24

 翌日は寝坊せずに起きることができた。

 リュシーが「ピザを食べたい」と言ったので、以前即席で作ってそのままにしていた窯で、朝から焼いた。

 具を何種類か用意し、それぞれ好きなものを乗せたピザを一枚ずつ焼く。

 サンドイッチのときもそうだったけれど、リュシーは具を選んで作るものが大好きなようだ。

 リュシーだけじゃない。

 リックもハムやソーセージなど、肉系を嬉しそうに山盛りに乗せていたし、クレールも自分の畑で採ったものをたくさん乗せていた。

 パトリスとエドの分は私が乗せたけれど、好きなものを口頭で教えてもらったし、今度は二人も自分の手でできたらいいなと思う。
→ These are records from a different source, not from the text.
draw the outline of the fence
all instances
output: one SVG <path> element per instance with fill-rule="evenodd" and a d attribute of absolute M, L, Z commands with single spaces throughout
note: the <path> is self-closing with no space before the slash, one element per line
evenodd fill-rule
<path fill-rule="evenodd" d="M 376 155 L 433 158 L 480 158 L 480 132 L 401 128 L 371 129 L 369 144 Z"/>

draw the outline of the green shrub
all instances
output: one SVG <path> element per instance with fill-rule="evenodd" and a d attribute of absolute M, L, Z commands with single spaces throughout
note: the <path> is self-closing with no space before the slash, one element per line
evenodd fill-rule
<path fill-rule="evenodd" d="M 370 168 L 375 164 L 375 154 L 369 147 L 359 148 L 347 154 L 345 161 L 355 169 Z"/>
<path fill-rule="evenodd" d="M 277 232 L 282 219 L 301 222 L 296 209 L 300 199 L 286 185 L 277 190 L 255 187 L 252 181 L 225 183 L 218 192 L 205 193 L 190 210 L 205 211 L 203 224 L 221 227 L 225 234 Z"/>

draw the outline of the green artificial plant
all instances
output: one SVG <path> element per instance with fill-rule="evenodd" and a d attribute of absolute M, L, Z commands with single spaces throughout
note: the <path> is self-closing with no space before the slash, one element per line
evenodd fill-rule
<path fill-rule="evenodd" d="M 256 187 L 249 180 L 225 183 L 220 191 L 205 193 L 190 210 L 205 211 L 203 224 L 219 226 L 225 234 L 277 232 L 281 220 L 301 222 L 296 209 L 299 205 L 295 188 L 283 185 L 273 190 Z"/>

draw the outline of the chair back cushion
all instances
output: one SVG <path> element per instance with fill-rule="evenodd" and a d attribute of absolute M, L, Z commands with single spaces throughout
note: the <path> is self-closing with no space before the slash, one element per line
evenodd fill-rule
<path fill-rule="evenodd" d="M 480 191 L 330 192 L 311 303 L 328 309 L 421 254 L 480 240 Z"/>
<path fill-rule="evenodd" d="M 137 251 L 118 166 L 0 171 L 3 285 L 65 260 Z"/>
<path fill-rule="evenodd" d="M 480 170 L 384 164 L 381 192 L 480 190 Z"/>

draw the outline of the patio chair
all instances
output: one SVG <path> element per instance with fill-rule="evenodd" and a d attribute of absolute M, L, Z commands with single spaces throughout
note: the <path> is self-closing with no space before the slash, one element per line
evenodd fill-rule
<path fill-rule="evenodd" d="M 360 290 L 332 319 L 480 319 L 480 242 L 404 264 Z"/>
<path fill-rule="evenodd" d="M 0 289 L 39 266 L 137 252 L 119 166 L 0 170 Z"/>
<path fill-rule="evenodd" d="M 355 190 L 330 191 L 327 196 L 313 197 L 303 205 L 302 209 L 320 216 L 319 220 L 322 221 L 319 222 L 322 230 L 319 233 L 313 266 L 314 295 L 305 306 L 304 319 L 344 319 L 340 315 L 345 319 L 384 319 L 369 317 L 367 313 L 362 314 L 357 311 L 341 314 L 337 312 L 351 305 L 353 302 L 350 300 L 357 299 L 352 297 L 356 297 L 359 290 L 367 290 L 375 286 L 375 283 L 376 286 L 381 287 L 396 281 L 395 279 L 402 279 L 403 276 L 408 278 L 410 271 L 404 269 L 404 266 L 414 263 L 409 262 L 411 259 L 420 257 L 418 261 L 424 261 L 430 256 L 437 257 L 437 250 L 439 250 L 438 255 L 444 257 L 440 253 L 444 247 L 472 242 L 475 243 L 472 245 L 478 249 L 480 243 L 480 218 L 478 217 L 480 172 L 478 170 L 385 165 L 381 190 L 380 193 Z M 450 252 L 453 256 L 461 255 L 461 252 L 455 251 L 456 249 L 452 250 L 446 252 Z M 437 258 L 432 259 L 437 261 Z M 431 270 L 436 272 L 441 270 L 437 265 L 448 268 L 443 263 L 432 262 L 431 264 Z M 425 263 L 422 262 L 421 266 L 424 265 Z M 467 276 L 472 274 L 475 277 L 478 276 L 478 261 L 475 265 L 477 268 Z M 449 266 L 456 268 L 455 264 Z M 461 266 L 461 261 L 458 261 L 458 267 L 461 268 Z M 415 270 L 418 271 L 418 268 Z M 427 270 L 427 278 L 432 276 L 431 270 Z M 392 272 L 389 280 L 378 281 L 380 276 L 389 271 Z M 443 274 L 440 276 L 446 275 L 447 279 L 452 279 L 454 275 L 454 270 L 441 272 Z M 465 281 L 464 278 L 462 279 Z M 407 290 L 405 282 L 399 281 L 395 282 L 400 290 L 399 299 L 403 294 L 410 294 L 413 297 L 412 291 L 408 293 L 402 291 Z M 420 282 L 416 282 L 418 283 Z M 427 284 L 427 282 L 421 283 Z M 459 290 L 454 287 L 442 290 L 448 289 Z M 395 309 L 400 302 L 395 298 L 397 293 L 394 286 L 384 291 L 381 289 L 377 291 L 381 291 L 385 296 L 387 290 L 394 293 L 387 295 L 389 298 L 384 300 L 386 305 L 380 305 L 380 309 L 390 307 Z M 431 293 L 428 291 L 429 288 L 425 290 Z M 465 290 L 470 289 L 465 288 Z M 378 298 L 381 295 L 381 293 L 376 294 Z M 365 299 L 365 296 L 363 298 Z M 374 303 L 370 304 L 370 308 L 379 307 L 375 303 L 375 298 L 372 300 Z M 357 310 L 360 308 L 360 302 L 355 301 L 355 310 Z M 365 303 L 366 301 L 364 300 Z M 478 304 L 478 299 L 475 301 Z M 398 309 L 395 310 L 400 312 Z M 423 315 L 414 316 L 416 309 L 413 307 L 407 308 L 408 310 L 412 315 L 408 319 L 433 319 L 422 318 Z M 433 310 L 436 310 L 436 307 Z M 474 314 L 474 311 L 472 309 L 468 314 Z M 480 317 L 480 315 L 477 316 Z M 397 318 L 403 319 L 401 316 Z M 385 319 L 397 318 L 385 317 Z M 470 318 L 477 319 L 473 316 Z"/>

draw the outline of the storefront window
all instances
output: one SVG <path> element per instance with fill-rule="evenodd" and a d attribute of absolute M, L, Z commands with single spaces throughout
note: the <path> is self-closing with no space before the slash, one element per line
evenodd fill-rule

 ……エドは元の姿に戻らなくてもいいと言っているけれど。


 いつもの場所で、みんなで輪になって朝ごはんを食べながら考える。


 やはり昨日エドと話したことが、頭から離れない。

 エドはどうして元の姿に戻りたくないのだろう。

 パトリスが元に戻ったら、魔物の姿なのは一人になってしまう。

 魔物のときは不老だと言っていた。

 みんなと同じ時間を過ごさなくてもいいの?

 一人だけ生き残って、一人で魔物として生きていくことになるんだよ?

 そんなの悲しすぎる。

 絶対にエドと話をしなければ! 


 もぐもぐと口を動かしながらそう意気込んでいた私に、リックが話しかけてきた。


「コハネ、今日の体調はどうだ? 解呪を進めるのか?」

「そうだね。クレールは二回で解呪できたけれど、パトリスとエドは何回かしなきゃいけないと思う。だから、今日は元の姿に戻してあげることはできないけれど、もう一段階解呪しておきたいな」

「パトリスからして貰うといい」


 段階的なものだから負担は少ない。

 今日は二人とも解呪させて欲しい、と言うつもりだったのだが、エドがその隙を与えてくれなかった。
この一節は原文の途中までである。